# Is water-softener water safe to use?



## Lissbirds

I just bought two bettas from Petsmart and the saleslady told us to use distilled water. Which after reading through your forums is apparently no good.

I tried searching for whether softened water is safe to use but couldn't come up with a definitive answer. We have a well that is softened with a water softener that uses solar salt. We also have a tap of reverse osmosis water. Which would be better to use? There is of course no chorline with either our softened tap water or reverse osmosis water--do I still need to use water conditioner?

Unfortunately my bettas are sitting in distilled water so I guess I need to start changing it. :-( But I wanted to make sure which was safter before doing so.


----------



## tf1265

Bettas prefer soft water. As far as whether that alone is safe, I can't say. 

Water conditioners are not terribly expensive. They remove both chlorine and chloramines, as well as other harmful trace chemicals. If you have live plants, many plant fertilizers come as a combined water conditioner. I would suggest getting some to be safe. As I said, they are not very expensive and if you are wrong, your will likely do irreparable damage to your bettas before you realize it.


----------



## Lissbirds

tf1265 said:


> Bettas prefer soft water. As far as whether that alone is safe, I can't say.
> 
> Water conditioners are not terribly expensive. They remove both chlorine and chloramines, as well as other harmful trace chemicals. If you have live plants, many plant fertilizers come as a combined water conditioner. I would suggest getting some to be safe. As I said, they are not very expensive and if you are wrong, your will likely do irreparable damage to your bettas before you realize it.


Thank you! I stopped at an aquarium store today and they said try adding aquarium salt to our reverse osmosis water to give them some electrolytes. I had read here that R/O Right or Seachem Equilibrium can be used but they didn't carry either. There's zero chorline in our water (both the RO and our softened water) since it's a well, so I guess this means I don't need the conditioner? I have the little trial packet of conditioner that came with the tank. I don't have any live plants. (Yet.)

I'm worried that even the water conditioner + our softened water might not be safe because our water has some iron in it and I don't know how much iron the conditioner will take out. I'm also concerned with the salt the softener puts in and if it's too much.

Hopefully the reverse osmosis water + aquarium salt will be okay for them.

Thank you!


----------



## tf1265

Iron is actually OK - it's common in plant fertilizers. Even though you don't have live plants, many people do and therefore add small amounts of iron to the tank water anyway. I can't give you precise figures for how much is OK though. 

I can't help much more than that - I use city tap water and a water conditioner, so I don't know much about RO water or well water. Always interested in learning more though, so hopefully someone in a more similar position to you will chime in.


----------



## Lissbirds

tf1265 said:


> Iron is actually OK - it's common in plant fertilizers. Even though you don't have live plants, many people do and therefore add small amounts of iron to the tank water anyway.

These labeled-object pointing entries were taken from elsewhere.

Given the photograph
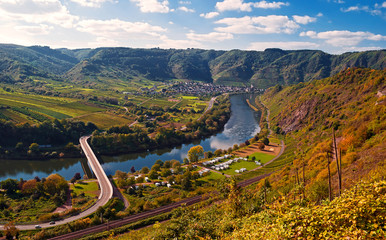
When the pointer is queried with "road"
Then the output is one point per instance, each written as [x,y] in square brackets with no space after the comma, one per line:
[104,183]
[118,223]
[210,105]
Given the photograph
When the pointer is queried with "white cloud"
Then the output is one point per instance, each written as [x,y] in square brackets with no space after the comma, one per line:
[91,3]
[41,29]
[266,5]
[358,49]
[37,11]
[258,25]
[362,8]
[103,42]
[240,5]
[152,6]
[209,14]
[185,9]
[209,37]
[303,19]
[260,46]
[177,44]
[343,38]
[119,29]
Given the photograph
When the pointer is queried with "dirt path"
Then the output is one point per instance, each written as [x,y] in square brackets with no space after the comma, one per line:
[273,159]
[210,105]
[66,206]
[272,149]
[267,118]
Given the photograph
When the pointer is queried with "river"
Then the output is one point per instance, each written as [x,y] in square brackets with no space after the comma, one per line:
[242,125]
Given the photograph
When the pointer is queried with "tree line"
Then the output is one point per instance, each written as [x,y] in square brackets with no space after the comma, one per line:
[134,139]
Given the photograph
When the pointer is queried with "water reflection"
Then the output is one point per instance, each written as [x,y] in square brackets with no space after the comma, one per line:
[242,125]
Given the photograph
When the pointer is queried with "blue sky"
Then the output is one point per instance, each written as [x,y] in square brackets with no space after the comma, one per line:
[334,26]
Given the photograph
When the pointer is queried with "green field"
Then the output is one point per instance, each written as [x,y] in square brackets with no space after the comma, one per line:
[261,157]
[241,164]
[90,189]
[213,176]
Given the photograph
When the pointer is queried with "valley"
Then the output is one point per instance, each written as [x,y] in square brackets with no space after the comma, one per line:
[144,120]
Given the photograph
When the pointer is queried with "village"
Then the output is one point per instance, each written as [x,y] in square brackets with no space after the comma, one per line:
[197,89]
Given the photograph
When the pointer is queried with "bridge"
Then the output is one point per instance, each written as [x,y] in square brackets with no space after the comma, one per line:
[105,195]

I can't give you precise figures for how much is OK though.
> 
> I can't help much more than that - I use city tap water and a water conditioner, so I don't know much about RO water or well water. Always interested in learning more though, so hopefully someone in a more similar position to you will chime in.


Oh, good to know that iron isn't a problem. I was worried that it was considered a heavy metal.

It's tough to know exactly with well water because it varies so much depending on where you live. City water is regulated so it's probably a lot simpler to deal with. :-/


----------



## Thunderloon

Softened water has had a large proportion of the iron and other minerals removed and replaced with sodium, this can play some games with your pH but honestly I've never had a problem. You can actually use purified chlorine gas diffusion to turn the sodium back into salt in the water then treat the water for chlorine if you feel like spending a couple thousand dollars just to get rid of the sodium. I'd not worry about it. Check your tap water's pH without aquarium treatment, if its under 7.4 and above 6.8 it's fine. If its over 8.0 then its not being softened very well.

Don't drink softened water or boil it down for cooking, its primarily done for clothes washing, showering and to keep house pipes clean of hard deposits.

(Ion exchange resin, what is used in softeners, is treated with salt brine. The resin will pull iron and iron-like materials out of the water. When the brine is washed over it the iron is displaced by sodium and then iron chloride, a green mineral, is rinsed out in the waste water. Because the sodium is released into the "for use" water it literally replaces whatever ppm the iron of the source water was with ppm of sodium in the water.)

API sells little $5.00 pouches of ion exchange resin which you can stick in your tank's filter or - as I prefer - stick in a filter and run in the replacement water bucket. These pouches are regenerated using a container of water mixed with aquarium salt. The longer you process the water the softer it gets, the two I've gotten seem to be limited to about pH 6.4 down at about 10ppm hardness (half drop in test kit)


----------